The fastest transcription framework for builders and tinkerers.

A minimal macOS runtime. Swift services, Bun CLI, TypeScript SDK. On-device, measurable, yours.

Get started with the docs
Operator view
$ vox perf --client raycast
p50=132ms p95=197ms 35x realtime
$ vox transcribe /tmp/sample.wav
done: 127ms (35x realtime)

Built for products with more than one caller.

Warm, local inference

Swift services host Parakeet locally so apps can warm the model ahead of speech instead of paying a cold-start tax on the first command.

Instrumentation first

Every transcription carries stage timings and dimensions for clientId, route, and modelId so operators can inspect real latency instead of guessing.

Multi-client runtime

One daemon serves menu bar apps, Raycast commands, browser extensions, editor integrations, and the CLI without each reinventing the runtime.

One protocol surface

Bun CLI for operator workflows, TypeScript SDK for embedded app integrations, both over local WebSocket JSON-RPC.
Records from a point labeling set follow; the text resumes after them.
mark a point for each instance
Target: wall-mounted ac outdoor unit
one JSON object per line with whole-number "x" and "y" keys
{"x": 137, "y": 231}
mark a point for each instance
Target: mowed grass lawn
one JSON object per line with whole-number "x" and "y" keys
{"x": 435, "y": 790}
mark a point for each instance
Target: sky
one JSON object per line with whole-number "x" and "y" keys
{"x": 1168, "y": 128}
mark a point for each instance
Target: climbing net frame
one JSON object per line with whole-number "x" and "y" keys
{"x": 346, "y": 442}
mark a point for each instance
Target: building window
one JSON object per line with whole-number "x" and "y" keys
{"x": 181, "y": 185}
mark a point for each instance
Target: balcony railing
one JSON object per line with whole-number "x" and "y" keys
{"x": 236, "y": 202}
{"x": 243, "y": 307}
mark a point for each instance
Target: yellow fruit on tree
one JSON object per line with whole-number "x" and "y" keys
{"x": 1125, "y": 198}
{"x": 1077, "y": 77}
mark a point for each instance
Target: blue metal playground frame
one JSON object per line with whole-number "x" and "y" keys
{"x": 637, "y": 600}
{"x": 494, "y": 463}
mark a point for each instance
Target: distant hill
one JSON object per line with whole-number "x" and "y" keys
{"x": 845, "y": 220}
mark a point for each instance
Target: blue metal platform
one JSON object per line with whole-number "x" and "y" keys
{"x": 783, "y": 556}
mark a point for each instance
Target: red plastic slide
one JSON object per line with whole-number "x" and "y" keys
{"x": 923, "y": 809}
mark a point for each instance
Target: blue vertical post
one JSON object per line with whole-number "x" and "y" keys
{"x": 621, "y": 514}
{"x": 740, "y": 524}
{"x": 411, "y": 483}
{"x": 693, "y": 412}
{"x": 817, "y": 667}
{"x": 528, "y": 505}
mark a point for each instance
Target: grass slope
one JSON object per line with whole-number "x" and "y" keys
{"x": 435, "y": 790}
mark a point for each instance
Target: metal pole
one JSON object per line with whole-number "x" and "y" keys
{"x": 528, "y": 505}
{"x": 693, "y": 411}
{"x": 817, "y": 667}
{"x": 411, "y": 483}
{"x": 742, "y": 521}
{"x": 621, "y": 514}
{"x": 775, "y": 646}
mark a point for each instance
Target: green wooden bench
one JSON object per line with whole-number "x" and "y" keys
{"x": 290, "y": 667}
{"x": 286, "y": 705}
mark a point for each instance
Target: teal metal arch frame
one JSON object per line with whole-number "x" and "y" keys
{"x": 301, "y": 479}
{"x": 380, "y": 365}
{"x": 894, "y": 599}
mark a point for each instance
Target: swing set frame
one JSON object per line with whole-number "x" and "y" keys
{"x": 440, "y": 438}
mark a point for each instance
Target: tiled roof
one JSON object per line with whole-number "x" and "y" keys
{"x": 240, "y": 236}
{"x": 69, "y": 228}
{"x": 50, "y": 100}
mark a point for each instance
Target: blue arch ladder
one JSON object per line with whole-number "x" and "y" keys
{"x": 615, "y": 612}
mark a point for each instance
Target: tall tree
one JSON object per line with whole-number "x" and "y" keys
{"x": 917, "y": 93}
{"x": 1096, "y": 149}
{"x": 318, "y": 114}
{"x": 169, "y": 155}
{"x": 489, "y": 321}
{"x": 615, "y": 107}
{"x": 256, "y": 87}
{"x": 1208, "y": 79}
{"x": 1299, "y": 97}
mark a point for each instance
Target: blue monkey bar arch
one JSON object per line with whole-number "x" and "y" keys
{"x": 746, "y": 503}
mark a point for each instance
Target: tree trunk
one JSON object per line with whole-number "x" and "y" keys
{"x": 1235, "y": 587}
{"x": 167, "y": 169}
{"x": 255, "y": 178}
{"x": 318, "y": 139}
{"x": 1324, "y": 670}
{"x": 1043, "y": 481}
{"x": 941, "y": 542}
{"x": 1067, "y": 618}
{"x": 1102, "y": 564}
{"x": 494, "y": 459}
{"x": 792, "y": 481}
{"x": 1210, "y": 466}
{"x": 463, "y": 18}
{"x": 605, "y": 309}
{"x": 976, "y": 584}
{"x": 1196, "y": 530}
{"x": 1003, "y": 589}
Measure what operators actually care about.

Stage timings for every transcription. Slice by client, route, and model.

performance.jsonl
{"clientId":"vox-cli","totalMs":127}
{"clientId":"raycast","inferenceMs":268}
{"clientId":"browser-ext","audioDurationMs":5110}

Start local, export when you need to.

Up and running in four commands.

Clone, install, build, verify. The doctor command confirms the daemon, model, and backend are healthy on your Mac.

$ git clone https://github.com/arach/vox.git
$ cd vox && bun install
resolved 148 packages
$ bun run build
sdk, cli, daemon built
$ vox doctor
daemon: running
backend: parakeet
ready